125g Whole meal bread     110g White bread                100g Crisps
210g Baked potato               500g Baked beans              175g Whole meal rice
200g Boiled pasta                65g Cornflakes                    110g muesli
190g Fruit loaf                      235g Jaffa cakes                 75g Porridge oats

Sweat loss during prolonged exercise vary markedly between golfers and will be largely dependent upon environmental conditions. Unless adequate fluid replacement occurs before, during and after your races / training sessions, significant levels of dehydration can occur. Thirst is not a good guide to sweat losses. Poor access to fluid, especially during and after exercise sessions, may be another factor in dehydration.
Some useful guidelines concerning strategies for fluid intake during a tournament are as follows:
• Changes in body mass (weight) before and after exercise should give you a guide to fluid lost through sweat. A loss of 1 kg in body mass is approximately equal to 1 litre of fluid lost through sweat. It is important to note that to replace 1 litre of fluid effectively you must consume approximately 11/2 times this amount.

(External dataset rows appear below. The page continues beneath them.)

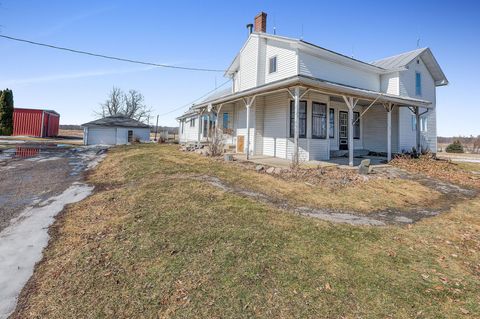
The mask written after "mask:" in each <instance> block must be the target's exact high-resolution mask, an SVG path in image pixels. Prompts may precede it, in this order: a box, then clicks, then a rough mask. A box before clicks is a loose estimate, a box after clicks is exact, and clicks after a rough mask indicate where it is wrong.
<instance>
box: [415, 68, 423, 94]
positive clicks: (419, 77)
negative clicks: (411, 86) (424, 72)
mask: <svg viewBox="0 0 480 319" xmlns="http://www.w3.org/2000/svg"><path fill="white" fill-rule="evenodd" d="M415 95H418V96H420V95H422V74H421V73H419V72H415Z"/></svg>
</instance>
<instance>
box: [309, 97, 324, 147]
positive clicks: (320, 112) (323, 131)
mask: <svg viewBox="0 0 480 319" xmlns="http://www.w3.org/2000/svg"><path fill="white" fill-rule="evenodd" d="M312 138H327V105H326V104H325V103H317V102H313V103H312Z"/></svg>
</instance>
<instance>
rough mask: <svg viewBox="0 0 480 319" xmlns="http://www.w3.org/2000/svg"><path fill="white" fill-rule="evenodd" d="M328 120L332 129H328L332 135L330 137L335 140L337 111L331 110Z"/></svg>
mask: <svg viewBox="0 0 480 319" xmlns="http://www.w3.org/2000/svg"><path fill="white" fill-rule="evenodd" d="M328 120H329V121H330V127H329V128H328V129H329V130H330V133H329V134H328V136H329V137H330V138H335V109H330V115H329V117H328Z"/></svg>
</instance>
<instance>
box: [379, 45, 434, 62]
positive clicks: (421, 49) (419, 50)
mask: <svg viewBox="0 0 480 319" xmlns="http://www.w3.org/2000/svg"><path fill="white" fill-rule="evenodd" d="M427 49H428V47H424V48H418V49H415V50H410V51H405V52H402V53H398V54H395V55H391V56H387V57H385V58H382V59H378V60H373V61H371V62H370V64H372V63H378V62H380V61H384V60H388V59H393V58H397V57H399V56H402V55H406V54H410V53H412V52H416V51H425V50H427Z"/></svg>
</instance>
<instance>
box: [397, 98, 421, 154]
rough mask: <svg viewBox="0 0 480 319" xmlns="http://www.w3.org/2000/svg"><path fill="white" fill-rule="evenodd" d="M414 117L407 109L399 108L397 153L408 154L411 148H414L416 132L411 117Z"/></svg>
mask: <svg viewBox="0 0 480 319" xmlns="http://www.w3.org/2000/svg"><path fill="white" fill-rule="evenodd" d="M414 116H415V115H414V114H413V113H412V111H410V109H409V108H407V107H401V108H400V109H399V116H398V134H399V136H400V141H399V149H398V151H399V152H401V153H403V152H410V151H411V150H412V147H416V146H415V145H416V143H417V142H416V141H417V136H416V130H415V127H414V126H413V125H412V117H414ZM412 126H413V129H412Z"/></svg>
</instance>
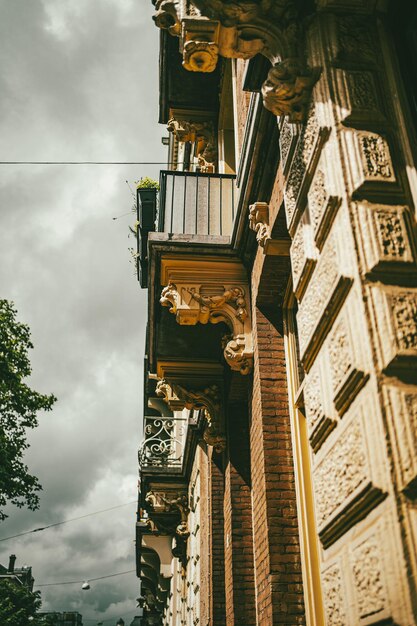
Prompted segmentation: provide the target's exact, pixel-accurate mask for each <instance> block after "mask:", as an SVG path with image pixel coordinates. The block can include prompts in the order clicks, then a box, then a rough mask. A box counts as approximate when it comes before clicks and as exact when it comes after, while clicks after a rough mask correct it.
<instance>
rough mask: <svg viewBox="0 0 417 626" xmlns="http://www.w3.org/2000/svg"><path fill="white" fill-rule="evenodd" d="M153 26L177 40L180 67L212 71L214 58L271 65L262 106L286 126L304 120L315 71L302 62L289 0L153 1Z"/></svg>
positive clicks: (265, 82)
mask: <svg viewBox="0 0 417 626" xmlns="http://www.w3.org/2000/svg"><path fill="white" fill-rule="evenodd" d="M156 9H157V11H156V14H155V16H154V20H155V23H156V24H157V26H159V27H160V28H164V29H167V30H168V31H169V32H170V33H171V34H172V35H174V36H178V37H179V38H180V51H181V52H182V54H183V65H184V67H185V68H186V69H187V70H189V71H198V72H212V71H213V70H214V69H215V67H216V64H217V60H218V57H219V56H222V57H226V58H240V59H250V58H252V57H254V56H255V55H257V54H262V55H264V56H265V57H267V58H268V59H269V60H270V61H271V64H272V68H271V70H270V72H269V75H268V79H267V80H266V81H265V83H264V86H263V89H262V94H263V98H264V103H265V106H266V108H267V109H268V110H270V111H271V112H272V113H274V114H275V115H284V116H288V118H289V119H290V120H291V121H292V122H300V121H303V120H304V119H305V114H306V108H307V103H308V101H309V97H310V93H311V89H312V87H313V85H314V83H315V82H316V80H317V78H318V72H317V71H311V70H309V69H308V68H307V67H306V66H305V63H304V50H303V48H304V44H303V34H302V24H301V20H300V18H299V15H298V9H297V7H296V3H295V1H294V0H262V1H260V2H253V1H251V0H235V1H234V2H230V1H226V0H191V2H187V3H185V2H182V1H181V0H157V2H156Z"/></svg>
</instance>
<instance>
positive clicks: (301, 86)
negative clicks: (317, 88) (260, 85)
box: [262, 59, 318, 122]
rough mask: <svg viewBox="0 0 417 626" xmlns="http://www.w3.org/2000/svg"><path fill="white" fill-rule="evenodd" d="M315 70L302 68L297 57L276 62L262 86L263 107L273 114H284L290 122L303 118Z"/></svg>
mask: <svg viewBox="0 0 417 626" xmlns="http://www.w3.org/2000/svg"><path fill="white" fill-rule="evenodd" d="M317 78H318V73H317V72H316V71H314V72H312V71H307V70H306V69H304V68H302V66H301V65H300V63H299V61H298V59H286V60H285V61H281V62H280V63H276V64H275V65H274V66H273V67H272V68H271V69H270V70H269V72H268V77H267V79H266V81H265V82H264V84H263V86H262V96H263V99H264V105H265V108H266V109H268V111H271V113H273V114H274V115H278V116H281V115H285V116H287V117H288V119H289V121H290V122H302V121H304V120H305V117H306V113H307V108H308V104H309V101H310V95H311V89H312V87H313V85H314V83H315V82H316V81H317Z"/></svg>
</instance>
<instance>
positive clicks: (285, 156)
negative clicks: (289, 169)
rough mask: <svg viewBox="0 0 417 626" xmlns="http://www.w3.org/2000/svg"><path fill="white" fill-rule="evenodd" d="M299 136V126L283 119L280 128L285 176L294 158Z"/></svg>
mask: <svg viewBox="0 0 417 626" xmlns="http://www.w3.org/2000/svg"><path fill="white" fill-rule="evenodd" d="M298 135H299V126H298V124H292V123H291V122H289V121H288V120H287V118H285V117H282V118H281V123H280V126H279V147H280V152H281V167H282V170H283V172H284V176H286V175H287V173H288V170H289V168H290V166H291V162H292V157H293V154H294V149H295V146H296V145H297V139H298Z"/></svg>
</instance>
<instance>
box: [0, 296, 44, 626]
mask: <svg viewBox="0 0 417 626" xmlns="http://www.w3.org/2000/svg"><path fill="white" fill-rule="evenodd" d="M16 315H17V311H16V309H15V308H14V306H13V303H12V302H9V301H8V300H0V520H4V519H5V518H6V517H7V515H6V514H5V512H4V510H3V507H4V506H5V505H6V504H7V503H8V502H11V503H12V504H15V505H16V506H17V507H19V508H20V507H22V506H25V505H26V506H27V507H28V508H29V509H31V510H32V511H34V510H35V509H37V508H39V496H38V494H37V492H38V491H40V490H41V489H42V487H41V485H40V484H39V482H38V479H37V478H36V477H35V476H32V475H31V474H29V471H28V468H27V466H26V464H25V463H24V453H25V450H27V448H28V447H29V444H28V442H27V440H26V431H27V429H28V428H36V426H37V425H38V420H37V413H38V412H39V411H50V410H51V409H52V405H53V404H54V402H55V400H56V398H55V396H53V395H52V394H51V395H44V394H40V393H38V392H37V391H34V390H33V389H31V388H30V387H29V386H28V385H27V384H26V383H25V382H24V381H25V379H26V378H28V377H29V376H30V374H31V365H30V360H29V350H30V349H31V348H33V345H32V342H31V340H30V330H29V327H28V326H27V325H26V324H22V323H21V322H18V321H17V319H16ZM0 623H1V624H3V623H4V622H2V621H1V620H0Z"/></svg>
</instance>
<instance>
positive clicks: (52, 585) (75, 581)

• Staying well hydrated will ensure that the quality of your playing and training sessions remains high. You cannot train your body to get used to dehydration.  • Make sure you begin all you’re training sessions and tournaments well hydrated, This will mean adopting suitable strategies to recover fluid losses from previous days play and/or training sessions.

• Choose fluids that are cool and palatable. Suitable sports drinks will allow you to look after your fluid and carbohydrate needs simultaneously.

• Re-hydrate fully after exercise with water or preferably carbohydrate/electrolyte containing drinks, Remember that alcohol and caffeine are diuretics, which will increase fluid loss through increased urine production, and so are not suitable re-hydration drinks.

• Sodium (salt) in drinks or food consumed after exercise may facilitate the restoration of fluid balance, this is particularly important if you are playing in very hot and humid conditions.